The absolute stereochemistry of phosphoeleganin: A hard challenge in natural products chemistry

The stereochemistry elucidation of acyclic scaffolds is an important challenge in natural products chemistry. Recently, it was isolated a new marine phosphorylated polyketide, phosphoeleganin (1), having a protein tyrosine phosphatase 1B inhibitory activity, from Mediterranean ascidian Sidnyum elegans1. The univocal stereochemical assignment of phosphoeleganin was performed by combination of organic synthesis and chiral derivatization methods directed to the application of UDB concept2-4. According to this method, a complex molecule is composed of structural clusters of stereogenic centers, connected with a number of methylene bridges4. In particular, this method compares the chemical shift of unknown configuration compounds to those of synthetic compounds with known stereochemistry.
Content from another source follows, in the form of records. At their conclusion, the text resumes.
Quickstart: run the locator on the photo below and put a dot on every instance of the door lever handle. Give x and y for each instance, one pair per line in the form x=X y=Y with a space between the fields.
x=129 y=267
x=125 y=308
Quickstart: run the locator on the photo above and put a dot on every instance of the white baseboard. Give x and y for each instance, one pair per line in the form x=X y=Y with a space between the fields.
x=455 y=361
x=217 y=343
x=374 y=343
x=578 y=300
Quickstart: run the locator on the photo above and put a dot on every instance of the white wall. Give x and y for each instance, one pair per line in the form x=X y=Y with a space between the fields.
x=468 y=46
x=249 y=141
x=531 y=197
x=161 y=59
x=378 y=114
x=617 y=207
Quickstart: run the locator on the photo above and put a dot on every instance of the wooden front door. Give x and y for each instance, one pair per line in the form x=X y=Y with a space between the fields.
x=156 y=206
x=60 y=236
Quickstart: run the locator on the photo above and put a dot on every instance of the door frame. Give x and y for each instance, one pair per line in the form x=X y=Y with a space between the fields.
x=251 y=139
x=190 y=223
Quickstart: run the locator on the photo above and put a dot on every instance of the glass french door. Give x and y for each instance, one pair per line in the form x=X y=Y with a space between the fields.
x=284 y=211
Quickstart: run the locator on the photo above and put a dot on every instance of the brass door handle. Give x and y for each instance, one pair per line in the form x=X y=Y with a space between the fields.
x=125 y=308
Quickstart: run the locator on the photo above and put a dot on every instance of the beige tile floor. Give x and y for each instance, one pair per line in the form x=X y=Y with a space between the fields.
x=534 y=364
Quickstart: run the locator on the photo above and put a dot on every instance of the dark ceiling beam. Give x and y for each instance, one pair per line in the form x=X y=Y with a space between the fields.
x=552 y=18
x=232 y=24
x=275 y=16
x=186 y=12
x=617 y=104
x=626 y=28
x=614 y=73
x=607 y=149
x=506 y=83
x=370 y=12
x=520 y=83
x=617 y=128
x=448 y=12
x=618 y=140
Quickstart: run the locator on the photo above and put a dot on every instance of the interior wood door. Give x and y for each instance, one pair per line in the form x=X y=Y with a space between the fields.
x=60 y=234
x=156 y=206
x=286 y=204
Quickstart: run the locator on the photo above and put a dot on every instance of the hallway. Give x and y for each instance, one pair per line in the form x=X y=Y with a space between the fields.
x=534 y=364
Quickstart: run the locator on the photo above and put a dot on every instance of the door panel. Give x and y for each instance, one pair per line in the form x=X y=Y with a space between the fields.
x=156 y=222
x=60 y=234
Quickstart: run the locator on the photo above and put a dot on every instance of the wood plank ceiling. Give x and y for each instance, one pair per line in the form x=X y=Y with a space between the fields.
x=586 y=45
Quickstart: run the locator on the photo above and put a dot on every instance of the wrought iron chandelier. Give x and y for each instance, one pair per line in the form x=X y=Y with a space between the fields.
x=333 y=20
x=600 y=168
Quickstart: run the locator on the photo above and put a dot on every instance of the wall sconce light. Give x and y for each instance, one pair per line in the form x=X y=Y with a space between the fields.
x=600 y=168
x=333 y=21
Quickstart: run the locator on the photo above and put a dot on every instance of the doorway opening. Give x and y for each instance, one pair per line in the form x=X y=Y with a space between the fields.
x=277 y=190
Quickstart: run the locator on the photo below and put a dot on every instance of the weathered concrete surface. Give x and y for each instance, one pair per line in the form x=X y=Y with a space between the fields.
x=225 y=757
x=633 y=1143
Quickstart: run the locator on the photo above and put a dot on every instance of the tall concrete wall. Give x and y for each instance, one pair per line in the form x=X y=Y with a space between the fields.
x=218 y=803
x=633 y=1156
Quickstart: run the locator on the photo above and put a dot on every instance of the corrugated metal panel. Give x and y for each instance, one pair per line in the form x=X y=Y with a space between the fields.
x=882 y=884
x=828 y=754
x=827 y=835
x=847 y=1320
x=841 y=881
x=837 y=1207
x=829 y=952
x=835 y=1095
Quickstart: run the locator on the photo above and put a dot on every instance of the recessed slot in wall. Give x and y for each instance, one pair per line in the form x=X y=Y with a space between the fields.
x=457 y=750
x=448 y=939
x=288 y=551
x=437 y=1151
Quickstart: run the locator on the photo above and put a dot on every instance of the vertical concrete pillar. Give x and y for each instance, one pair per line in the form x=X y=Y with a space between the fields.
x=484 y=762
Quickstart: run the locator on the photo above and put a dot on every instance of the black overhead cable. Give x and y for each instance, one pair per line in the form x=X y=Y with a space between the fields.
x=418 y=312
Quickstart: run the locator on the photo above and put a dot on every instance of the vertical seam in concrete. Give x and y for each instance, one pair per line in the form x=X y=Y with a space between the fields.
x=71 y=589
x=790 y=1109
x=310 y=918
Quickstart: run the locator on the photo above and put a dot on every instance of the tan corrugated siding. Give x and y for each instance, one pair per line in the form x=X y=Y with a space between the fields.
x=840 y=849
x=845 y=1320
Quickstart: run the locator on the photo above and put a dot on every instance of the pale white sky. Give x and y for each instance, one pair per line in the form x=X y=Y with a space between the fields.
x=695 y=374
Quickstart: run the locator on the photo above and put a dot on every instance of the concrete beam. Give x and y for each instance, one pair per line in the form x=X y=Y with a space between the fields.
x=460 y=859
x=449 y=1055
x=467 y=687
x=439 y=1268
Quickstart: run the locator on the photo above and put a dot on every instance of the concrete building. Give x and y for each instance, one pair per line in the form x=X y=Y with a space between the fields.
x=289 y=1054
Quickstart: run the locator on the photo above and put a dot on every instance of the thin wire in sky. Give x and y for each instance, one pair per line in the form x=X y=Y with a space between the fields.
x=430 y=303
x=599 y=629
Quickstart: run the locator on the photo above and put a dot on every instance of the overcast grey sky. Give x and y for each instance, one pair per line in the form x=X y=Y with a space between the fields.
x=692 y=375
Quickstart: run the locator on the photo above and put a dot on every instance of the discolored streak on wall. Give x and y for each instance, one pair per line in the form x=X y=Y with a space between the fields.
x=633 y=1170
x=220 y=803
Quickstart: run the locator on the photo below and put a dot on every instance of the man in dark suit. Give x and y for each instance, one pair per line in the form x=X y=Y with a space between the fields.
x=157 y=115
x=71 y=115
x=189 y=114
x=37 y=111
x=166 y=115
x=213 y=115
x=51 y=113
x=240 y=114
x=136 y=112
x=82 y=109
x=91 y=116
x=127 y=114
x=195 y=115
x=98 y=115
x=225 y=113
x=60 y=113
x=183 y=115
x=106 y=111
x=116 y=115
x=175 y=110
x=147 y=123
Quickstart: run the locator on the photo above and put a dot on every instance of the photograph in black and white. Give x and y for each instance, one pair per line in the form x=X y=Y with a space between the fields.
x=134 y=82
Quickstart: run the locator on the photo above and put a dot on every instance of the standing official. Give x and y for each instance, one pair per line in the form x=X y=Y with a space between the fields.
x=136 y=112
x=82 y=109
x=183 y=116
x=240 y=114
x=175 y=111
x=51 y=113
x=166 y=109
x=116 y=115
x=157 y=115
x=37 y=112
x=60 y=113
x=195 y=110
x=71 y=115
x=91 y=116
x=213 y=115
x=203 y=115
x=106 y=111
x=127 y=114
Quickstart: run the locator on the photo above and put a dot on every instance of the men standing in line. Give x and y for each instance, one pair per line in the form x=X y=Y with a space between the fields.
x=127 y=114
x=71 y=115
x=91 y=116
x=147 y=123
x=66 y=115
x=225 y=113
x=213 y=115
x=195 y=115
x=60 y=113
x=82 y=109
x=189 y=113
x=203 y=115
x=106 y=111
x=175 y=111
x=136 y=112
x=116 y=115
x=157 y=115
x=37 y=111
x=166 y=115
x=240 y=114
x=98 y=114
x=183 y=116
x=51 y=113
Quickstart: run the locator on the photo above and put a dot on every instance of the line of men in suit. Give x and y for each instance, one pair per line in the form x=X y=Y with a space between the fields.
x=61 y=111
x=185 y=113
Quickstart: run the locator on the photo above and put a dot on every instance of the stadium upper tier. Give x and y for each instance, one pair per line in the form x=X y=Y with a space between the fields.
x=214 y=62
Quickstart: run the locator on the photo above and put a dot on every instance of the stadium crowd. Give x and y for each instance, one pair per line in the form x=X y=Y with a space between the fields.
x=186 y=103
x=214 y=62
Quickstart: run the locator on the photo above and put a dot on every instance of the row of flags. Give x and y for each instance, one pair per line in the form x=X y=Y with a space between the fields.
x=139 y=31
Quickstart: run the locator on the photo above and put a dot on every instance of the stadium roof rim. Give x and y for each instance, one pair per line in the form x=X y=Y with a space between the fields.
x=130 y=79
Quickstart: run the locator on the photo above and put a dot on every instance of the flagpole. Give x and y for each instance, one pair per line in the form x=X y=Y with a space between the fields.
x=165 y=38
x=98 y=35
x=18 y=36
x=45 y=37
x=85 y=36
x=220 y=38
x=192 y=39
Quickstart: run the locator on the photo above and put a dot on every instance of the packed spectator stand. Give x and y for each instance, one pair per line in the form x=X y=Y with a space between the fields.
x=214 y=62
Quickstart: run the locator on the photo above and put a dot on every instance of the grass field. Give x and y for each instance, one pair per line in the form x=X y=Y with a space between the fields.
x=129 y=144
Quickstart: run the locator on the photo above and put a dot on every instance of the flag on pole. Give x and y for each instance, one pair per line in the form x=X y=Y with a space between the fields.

On this basis, it was considered the C8-C12 stereocluster of phosphoeleganin, in which the S absolute configuration at C8 and the anti-relationship at C11/C12 had been previously assigned1. We decided to compare the 1H and 13C NMR chemical shifts of this stereocluster with those of synthetic compounds with known stereochemistry. Unfortunately, we did not find any suitable model compound for comparison in the Kishi’s universal NMR database; therefore, we decided to prepare the 8,9-anti stereoisomers of tetradecane-5,8,9-triol as models. 1. Imperatore, C.; Luciano, P. Aiello, A.;Vitalone, R.; Irace, C.; Santamaria, R.; Li, J.; Guo,Y.; Menna, M. J. Nat. Prod., 2016, 79, 1144-1148. 2. Kobayashi, Y.; Tezuka, K.; Kishi, Y. Org. Lett., 1999, 1, 2181-2184. 3. Kobayashi, Y.; Tan, C.-H.; Kishi, Y. J. Am. Chem. Soc., 2001, 123, 2076-2078. 4. Higashibayashi, S.; Kishi, Y. Tetrahedron, 2004, 60, 11977-11982.